Suriye’deki yeni durumun Suriyeli sığınmacıların dönüşü ve ülkenin yeniden imarında Türkiye için ekonomik fırsatlar yaratıp yaratmayacağı sorusuna ise eski bakan Tüzmen şu yanıtı verdi:
“Yayladağ ve Öncüpınar kapıları dönemimde açıldı. Komşularla ticareti büyütme stratejisinin parçasıydı. Akçakale kapısının tam karşısında ise terör örgütü konuşlu. Üç kapıyı da izliyorum ama şu ana kadarki dönüş rakamları çok düşük. Ciddi bir dönüş yok. Herkes durumu temkinli izliyor.

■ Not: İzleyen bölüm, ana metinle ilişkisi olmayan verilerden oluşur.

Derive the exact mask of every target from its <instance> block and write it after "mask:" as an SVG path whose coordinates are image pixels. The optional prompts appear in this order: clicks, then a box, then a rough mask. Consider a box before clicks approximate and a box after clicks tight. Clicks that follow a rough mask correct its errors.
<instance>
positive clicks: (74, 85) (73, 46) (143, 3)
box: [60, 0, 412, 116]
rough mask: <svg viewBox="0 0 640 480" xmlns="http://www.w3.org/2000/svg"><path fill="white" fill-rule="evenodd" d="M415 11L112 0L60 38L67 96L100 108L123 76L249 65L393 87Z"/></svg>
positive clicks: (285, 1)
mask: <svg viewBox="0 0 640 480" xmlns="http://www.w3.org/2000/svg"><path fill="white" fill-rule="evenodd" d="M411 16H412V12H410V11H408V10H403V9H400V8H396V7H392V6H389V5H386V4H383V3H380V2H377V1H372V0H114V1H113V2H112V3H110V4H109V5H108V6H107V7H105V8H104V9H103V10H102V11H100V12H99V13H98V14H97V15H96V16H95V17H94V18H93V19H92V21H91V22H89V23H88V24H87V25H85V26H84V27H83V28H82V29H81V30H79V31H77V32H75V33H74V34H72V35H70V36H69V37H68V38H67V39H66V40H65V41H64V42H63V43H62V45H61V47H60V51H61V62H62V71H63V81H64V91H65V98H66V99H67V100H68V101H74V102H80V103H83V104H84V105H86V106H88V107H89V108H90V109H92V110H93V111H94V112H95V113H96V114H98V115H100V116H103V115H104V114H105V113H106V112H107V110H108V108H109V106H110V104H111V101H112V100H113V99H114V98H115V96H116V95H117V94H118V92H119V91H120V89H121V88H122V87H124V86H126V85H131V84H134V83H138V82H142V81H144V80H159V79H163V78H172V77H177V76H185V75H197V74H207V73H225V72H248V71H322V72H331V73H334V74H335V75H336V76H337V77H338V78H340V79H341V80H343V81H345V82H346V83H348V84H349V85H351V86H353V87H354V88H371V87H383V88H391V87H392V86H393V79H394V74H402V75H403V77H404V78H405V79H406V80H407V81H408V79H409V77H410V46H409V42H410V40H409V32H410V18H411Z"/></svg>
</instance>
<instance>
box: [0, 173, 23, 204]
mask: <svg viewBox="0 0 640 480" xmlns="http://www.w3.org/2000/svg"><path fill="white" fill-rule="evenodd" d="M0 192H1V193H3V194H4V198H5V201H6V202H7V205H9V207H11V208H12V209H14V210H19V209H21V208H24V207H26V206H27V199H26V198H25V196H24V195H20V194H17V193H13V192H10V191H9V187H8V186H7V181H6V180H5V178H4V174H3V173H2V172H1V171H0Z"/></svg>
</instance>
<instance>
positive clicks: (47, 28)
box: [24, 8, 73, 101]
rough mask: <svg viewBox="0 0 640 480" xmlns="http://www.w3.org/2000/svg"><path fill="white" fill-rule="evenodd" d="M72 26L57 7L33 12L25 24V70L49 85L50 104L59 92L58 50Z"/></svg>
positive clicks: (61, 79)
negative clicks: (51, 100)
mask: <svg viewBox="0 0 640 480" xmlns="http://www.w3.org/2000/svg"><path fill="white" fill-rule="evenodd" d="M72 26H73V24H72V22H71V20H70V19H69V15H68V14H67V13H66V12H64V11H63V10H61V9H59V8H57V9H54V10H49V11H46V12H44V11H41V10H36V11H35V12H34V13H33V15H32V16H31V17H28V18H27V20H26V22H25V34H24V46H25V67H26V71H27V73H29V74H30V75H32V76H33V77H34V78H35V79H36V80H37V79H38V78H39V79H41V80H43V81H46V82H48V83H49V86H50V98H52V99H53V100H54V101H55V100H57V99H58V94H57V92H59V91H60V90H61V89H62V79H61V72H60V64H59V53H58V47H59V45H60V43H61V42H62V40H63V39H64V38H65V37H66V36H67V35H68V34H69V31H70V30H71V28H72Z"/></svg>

Bizim de Şam’da ne olacağını temkinli izlememiz lazım. Bizim orta boy müteahhitler yıllardır Kuzey Suriye’de İdlib’te çok iyi işler yaptılar. Fransız La Farge orada boşuna çimento fabrikası kurmadı. Müteahhitlik her zaman yapılır. Dünya Bankası, Avrupa Yatırım Bankası vb. kuruluşlardan ciddi finansman sağlanması gerek. Ancak asıl önemlisi ülkenin eğitim, sağlık, insani altyapısı yok oldu. Milyonlarca çocuk eğitimsiz. Irak’ta böyle durumların nelere yol açtığını gördük. Ülkenin çocukları, gençleri, gelecek nesilleri umutları yok oldu. Irak bölgenin en entelektüel ülkelerinden biriydi. Bölündü, parçalandı. Irak dinarı değerliydi, Suriye poundu da öyleydi. Şimdi ikisi de yerlerde sürünüyor. Irak, sınırımızda bir çıban başı oldu. Muhtemelen Suriye de yeni çıban başı olacak. İsrail ülkenin tüm altyapısını, üslerini, donanmasını, bilimsel merkezlerini, üniversitelerini yok etti. Colani’den ve dünyada kimseden ses seda çıkmıyor. Colani batının hoşuna gidecek sözler söyleyip kendisini aklıyor. Ama Türkiye için tehdit olan unsurlar hâlâ duruyor. İktidar çok ağır kalıyor, neden hâlâ oyalanıyor anlamış değilim.”